Pourquoi un atelier spécialisé

 Sauvegarde d'un patrimoine populaire (Ignoré)

L'horloge comtoise ancienne, très répandue en france est sans doute l'horloge la plus populaire du monde. En dehors de la réputation incontestable de longévité de son mécanisme, c'est son intégration étonnante à tous les styles d'intérieur qui reste la meilleure preuve d'universalité de sa forme.

Plus qu'un meuble, la comtoise ancienne évoque plutôt une présence rassurante , résultat d'une conjugaison harmonieuse entre le rythme du balancier, les proportions du boîtier et sa décoration typique.

Hélas! cette dernière particularité est la plupart du temps, couverte d'un "flou de désolation" au propre comme au figuré. L'ignorance, le temps (certains boîtiers ont 150 ans), les erreurs d'entretien et de rénovation représente une menace réelle pour ces témoins du passé.

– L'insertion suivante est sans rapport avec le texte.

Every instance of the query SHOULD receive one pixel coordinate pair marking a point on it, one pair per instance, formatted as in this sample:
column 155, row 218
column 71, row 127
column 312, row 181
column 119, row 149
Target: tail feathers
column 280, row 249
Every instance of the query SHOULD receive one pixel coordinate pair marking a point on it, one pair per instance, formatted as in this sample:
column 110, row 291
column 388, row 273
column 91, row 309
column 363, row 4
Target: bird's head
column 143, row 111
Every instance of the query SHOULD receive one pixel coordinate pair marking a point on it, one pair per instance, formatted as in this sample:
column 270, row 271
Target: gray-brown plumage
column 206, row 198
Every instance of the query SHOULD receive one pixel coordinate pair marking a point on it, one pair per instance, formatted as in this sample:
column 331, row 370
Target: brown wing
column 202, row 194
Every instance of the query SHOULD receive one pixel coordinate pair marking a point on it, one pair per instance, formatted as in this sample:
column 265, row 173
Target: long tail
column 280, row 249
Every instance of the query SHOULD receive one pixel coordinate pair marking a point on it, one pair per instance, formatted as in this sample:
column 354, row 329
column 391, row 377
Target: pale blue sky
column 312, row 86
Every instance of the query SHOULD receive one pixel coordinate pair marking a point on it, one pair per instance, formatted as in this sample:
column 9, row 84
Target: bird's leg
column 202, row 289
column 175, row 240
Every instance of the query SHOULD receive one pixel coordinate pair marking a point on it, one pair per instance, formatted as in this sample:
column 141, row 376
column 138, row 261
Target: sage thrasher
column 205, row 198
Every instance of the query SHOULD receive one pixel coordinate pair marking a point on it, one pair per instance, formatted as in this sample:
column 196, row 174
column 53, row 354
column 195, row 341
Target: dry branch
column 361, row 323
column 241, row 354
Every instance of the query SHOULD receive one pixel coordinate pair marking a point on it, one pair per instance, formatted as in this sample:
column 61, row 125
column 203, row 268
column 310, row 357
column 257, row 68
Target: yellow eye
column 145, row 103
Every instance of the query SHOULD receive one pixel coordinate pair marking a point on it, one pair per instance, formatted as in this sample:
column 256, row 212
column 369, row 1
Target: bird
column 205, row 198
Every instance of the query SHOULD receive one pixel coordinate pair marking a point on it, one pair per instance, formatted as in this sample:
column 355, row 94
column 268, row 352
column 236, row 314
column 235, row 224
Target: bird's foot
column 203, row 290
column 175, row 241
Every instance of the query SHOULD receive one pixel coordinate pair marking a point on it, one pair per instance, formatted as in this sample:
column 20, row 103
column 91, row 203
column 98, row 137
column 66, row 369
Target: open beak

La restauration d'art pour la sauvegarde de l'horloge comtoise ancienne est une nécessité pour la vie, l'esthétique et l'authenticité de ce patrimoine populaire trop lontemps ignoré.

  La comtoise est un véritable problème pour tous ceux qui, particuliers ou professionnels veulent prendre l'initiative de redonner à ces "vieilles dames" leur cachet antan.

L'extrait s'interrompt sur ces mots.